Bank in Australia have begun sending data breach notifications to customers following the exposure of an undisclosed number of PayID records in the country's real-time New Payments Platform.
NPP Australia has advised that a number of PayID records and associated data in the Addressing Service were exposed by a vulnerability in one of the financial institutions sponsored into the NPP by Cuscal Limited.
A PayID is a unique, user-specific number registered with the customer's bank and linked to a nominated bank account and can be a phone number, email address, or an Australian Business Number (ABN).

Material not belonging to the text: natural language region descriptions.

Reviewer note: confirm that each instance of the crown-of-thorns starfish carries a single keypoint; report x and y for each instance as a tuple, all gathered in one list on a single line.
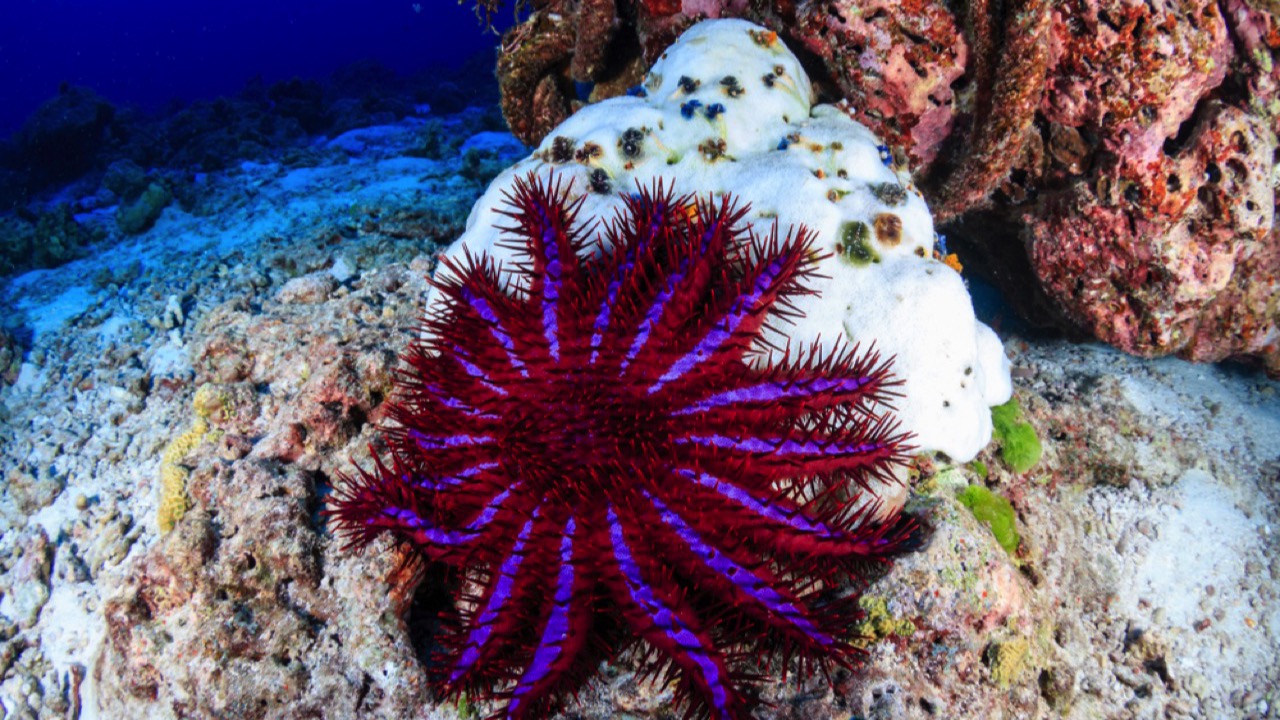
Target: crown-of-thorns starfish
[(595, 447)]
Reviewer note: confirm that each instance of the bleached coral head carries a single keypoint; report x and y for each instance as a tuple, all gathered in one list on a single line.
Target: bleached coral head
[(727, 109)]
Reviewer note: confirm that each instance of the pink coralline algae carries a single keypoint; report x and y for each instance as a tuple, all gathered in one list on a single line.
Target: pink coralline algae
[(1106, 162), (602, 466)]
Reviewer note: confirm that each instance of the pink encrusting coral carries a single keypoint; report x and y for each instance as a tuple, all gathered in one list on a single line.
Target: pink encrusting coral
[(589, 446), (1023, 121)]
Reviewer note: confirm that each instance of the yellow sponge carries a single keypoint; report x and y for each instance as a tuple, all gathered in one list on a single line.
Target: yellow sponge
[(173, 477)]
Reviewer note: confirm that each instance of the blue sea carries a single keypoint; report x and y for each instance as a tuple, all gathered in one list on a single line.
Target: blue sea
[(219, 227)]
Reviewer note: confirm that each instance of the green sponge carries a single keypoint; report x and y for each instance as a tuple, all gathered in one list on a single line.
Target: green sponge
[(995, 511), (1019, 447)]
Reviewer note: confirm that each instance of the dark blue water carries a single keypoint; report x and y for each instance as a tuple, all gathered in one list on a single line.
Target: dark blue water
[(149, 53)]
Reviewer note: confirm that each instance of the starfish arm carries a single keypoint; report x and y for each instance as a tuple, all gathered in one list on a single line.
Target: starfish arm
[(727, 338), (496, 621), (753, 588), (545, 229), (563, 638), (672, 629)]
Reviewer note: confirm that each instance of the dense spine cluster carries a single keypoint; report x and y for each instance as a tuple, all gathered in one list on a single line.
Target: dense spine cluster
[(589, 440)]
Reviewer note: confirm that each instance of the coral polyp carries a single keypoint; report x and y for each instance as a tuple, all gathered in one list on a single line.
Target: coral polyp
[(590, 438)]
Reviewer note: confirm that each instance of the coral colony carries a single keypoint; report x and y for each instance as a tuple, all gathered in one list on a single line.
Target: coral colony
[(586, 441)]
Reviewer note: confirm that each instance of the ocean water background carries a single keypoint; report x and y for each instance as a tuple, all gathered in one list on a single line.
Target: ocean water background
[(150, 54)]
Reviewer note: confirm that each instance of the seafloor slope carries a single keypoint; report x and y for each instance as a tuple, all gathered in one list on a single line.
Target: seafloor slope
[(243, 354)]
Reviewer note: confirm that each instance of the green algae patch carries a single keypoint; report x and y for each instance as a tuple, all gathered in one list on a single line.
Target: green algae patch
[(996, 513), (979, 469), (855, 245), (878, 623), (1008, 660), (1019, 446)]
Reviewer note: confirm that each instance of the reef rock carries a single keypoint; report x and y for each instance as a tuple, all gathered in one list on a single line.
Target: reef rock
[(1054, 140), (727, 110)]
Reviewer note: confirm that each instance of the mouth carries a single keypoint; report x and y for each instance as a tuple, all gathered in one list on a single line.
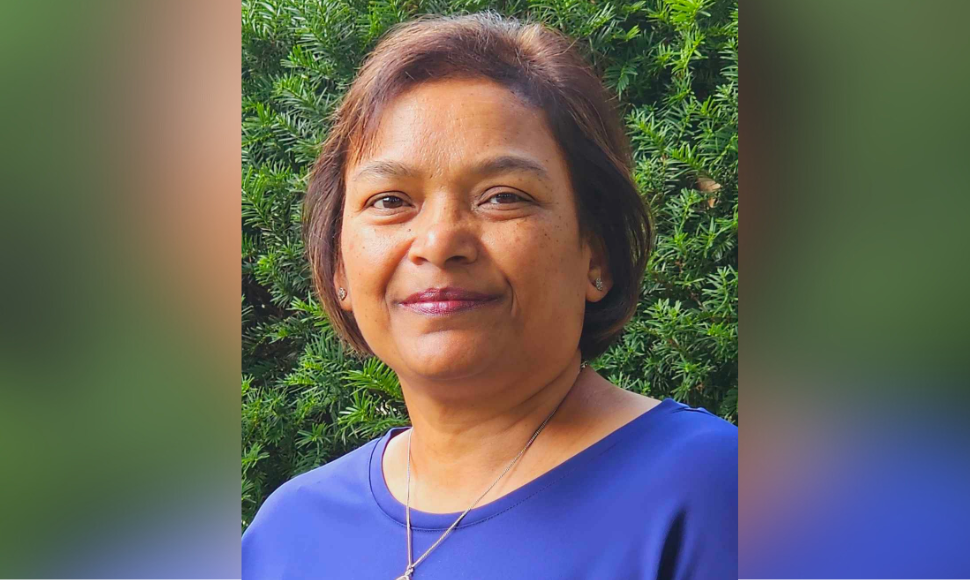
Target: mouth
[(445, 301)]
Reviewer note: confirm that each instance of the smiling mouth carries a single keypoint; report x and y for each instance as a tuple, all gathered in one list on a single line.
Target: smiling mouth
[(445, 307)]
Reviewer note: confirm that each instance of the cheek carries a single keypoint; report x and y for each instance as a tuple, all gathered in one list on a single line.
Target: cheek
[(542, 262), (367, 258)]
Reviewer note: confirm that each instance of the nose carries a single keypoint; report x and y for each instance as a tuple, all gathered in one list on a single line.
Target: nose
[(446, 233)]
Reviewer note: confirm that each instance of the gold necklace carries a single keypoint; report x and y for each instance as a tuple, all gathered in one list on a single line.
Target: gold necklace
[(410, 569)]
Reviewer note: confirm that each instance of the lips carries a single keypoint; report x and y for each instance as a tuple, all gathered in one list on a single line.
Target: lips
[(446, 300)]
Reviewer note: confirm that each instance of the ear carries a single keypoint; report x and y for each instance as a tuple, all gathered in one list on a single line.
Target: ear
[(340, 281), (598, 270)]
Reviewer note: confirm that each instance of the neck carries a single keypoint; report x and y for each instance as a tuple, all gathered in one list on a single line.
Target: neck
[(461, 444)]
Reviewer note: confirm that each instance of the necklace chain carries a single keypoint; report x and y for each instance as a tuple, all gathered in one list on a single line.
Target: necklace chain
[(408, 518)]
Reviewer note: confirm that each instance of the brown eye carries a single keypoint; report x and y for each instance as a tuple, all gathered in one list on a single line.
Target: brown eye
[(388, 202), (504, 198)]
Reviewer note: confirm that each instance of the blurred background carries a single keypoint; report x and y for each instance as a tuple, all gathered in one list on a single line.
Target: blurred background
[(141, 287)]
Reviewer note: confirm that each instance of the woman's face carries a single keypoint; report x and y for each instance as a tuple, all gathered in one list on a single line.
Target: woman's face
[(465, 188)]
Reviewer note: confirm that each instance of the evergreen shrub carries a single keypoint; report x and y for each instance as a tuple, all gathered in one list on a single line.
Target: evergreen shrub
[(673, 65)]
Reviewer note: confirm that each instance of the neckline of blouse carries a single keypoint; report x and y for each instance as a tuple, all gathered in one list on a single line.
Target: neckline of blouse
[(428, 521)]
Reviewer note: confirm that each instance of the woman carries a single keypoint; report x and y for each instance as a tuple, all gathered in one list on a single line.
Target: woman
[(472, 222)]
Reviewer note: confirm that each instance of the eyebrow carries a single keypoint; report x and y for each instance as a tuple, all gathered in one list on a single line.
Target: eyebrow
[(500, 164)]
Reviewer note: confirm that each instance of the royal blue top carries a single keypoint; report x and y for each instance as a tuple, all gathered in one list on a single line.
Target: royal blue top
[(656, 498)]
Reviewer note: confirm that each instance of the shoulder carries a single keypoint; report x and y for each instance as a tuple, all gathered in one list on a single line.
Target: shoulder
[(689, 449)]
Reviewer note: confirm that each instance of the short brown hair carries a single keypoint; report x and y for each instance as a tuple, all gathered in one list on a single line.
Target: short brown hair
[(541, 66)]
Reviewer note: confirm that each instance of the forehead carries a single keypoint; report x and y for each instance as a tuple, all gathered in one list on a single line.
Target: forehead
[(445, 125)]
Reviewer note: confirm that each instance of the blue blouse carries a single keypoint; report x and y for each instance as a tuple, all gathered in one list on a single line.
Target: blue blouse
[(657, 498)]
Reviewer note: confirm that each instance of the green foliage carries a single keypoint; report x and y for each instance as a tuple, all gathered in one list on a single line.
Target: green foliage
[(674, 66)]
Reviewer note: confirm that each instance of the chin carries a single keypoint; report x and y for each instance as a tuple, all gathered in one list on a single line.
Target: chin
[(448, 361)]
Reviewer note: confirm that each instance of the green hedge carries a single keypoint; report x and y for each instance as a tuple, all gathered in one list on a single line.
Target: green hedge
[(674, 65)]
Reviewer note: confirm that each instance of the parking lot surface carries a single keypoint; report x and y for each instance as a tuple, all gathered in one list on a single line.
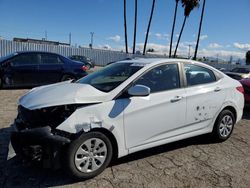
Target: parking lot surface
[(196, 162)]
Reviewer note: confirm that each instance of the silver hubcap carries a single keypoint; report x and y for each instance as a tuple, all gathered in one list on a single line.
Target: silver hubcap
[(226, 126), (91, 155)]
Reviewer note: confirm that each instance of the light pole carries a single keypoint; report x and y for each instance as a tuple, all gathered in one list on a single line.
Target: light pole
[(91, 39), (189, 47)]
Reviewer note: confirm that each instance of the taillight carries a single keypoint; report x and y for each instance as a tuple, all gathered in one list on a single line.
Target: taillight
[(84, 68), (240, 89)]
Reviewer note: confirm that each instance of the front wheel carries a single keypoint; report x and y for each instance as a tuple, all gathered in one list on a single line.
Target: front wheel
[(88, 155), (224, 125)]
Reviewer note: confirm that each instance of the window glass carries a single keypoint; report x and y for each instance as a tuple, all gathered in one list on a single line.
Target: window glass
[(111, 76), (50, 59), (161, 78), (24, 59), (198, 75)]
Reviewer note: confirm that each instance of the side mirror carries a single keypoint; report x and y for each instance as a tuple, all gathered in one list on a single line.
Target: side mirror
[(139, 90)]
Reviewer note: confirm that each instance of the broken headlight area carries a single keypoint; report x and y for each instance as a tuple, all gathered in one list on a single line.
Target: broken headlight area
[(39, 145), (50, 116)]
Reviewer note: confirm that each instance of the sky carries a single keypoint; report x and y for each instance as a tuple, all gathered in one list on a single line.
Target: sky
[(225, 31)]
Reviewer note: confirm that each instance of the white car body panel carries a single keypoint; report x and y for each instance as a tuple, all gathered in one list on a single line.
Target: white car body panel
[(152, 118), (141, 122), (61, 94)]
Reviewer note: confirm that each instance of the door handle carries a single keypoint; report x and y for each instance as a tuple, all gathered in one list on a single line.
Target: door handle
[(176, 99), (217, 89)]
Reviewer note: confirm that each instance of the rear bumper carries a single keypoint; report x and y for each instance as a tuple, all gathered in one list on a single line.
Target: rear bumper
[(39, 144)]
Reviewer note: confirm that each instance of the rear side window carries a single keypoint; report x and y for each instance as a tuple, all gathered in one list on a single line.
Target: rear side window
[(197, 75), (50, 59), (161, 78), (24, 59)]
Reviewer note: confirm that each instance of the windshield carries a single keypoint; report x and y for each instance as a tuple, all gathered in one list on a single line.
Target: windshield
[(111, 76), (7, 57), (241, 70)]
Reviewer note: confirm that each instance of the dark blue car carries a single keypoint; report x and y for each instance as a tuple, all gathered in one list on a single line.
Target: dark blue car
[(28, 69)]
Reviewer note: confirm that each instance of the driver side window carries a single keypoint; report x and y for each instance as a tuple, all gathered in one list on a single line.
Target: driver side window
[(161, 78)]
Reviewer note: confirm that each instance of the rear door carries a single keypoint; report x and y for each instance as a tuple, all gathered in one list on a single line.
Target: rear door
[(205, 96), (50, 68), (22, 70)]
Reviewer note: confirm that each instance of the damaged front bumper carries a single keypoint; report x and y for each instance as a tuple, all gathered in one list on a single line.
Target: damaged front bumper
[(39, 144)]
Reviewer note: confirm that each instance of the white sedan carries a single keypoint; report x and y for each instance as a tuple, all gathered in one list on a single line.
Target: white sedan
[(126, 107)]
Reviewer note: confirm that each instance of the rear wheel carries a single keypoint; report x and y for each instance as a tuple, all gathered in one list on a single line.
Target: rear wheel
[(224, 125), (67, 77), (88, 155)]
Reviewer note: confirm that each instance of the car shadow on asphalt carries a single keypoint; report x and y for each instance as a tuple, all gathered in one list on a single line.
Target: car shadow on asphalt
[(15, 173)]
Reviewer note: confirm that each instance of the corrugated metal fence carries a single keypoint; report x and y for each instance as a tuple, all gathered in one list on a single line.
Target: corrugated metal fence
[(101, 57)]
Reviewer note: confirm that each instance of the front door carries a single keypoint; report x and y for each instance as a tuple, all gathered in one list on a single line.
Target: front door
[(205, 96), (161, 114)]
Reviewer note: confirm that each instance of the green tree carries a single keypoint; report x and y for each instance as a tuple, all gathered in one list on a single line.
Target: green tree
[(135, 26), (173, 27), (125, 25), (149, 23), (188, 5), (199, 32)]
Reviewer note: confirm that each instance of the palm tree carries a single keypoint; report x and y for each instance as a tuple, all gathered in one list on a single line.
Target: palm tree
[(149, 23), (125, 26), (172, 34), (134, 44), (199, 33), (188, 5)]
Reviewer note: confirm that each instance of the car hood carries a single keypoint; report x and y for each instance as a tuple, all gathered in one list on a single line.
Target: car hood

"The affected data included PayID name and account numbers," says NPP. "None of the details involved can, on their own, enable the withdrawal of funds from a customer’s account without the customer’s specific further involvement."
Financial insitutions whose customer details have been exposed have begun warning customers of a "sophisticated PayID scam", warning that data, including mobile numbers, email address, customer name, BSB and account numbers may have been disclosed.
The incident is the second to hit PayID since June, when Westpac was targeted with large-scale abuse of PayID's address lookup function.
"Cybersecurity is an issue of paramount importance to NPP Australia," says the payment system operator in a statement. "As part of our ongoing commitment to uplifting cybersecurity controls across the NPP ecosystem and following a similar event in June, we recently commenced implementation of more targeted cybersecurity requirements upon participating institutions, increasing assurance requirements and testing end point security to ensure that the controls are executed as intended."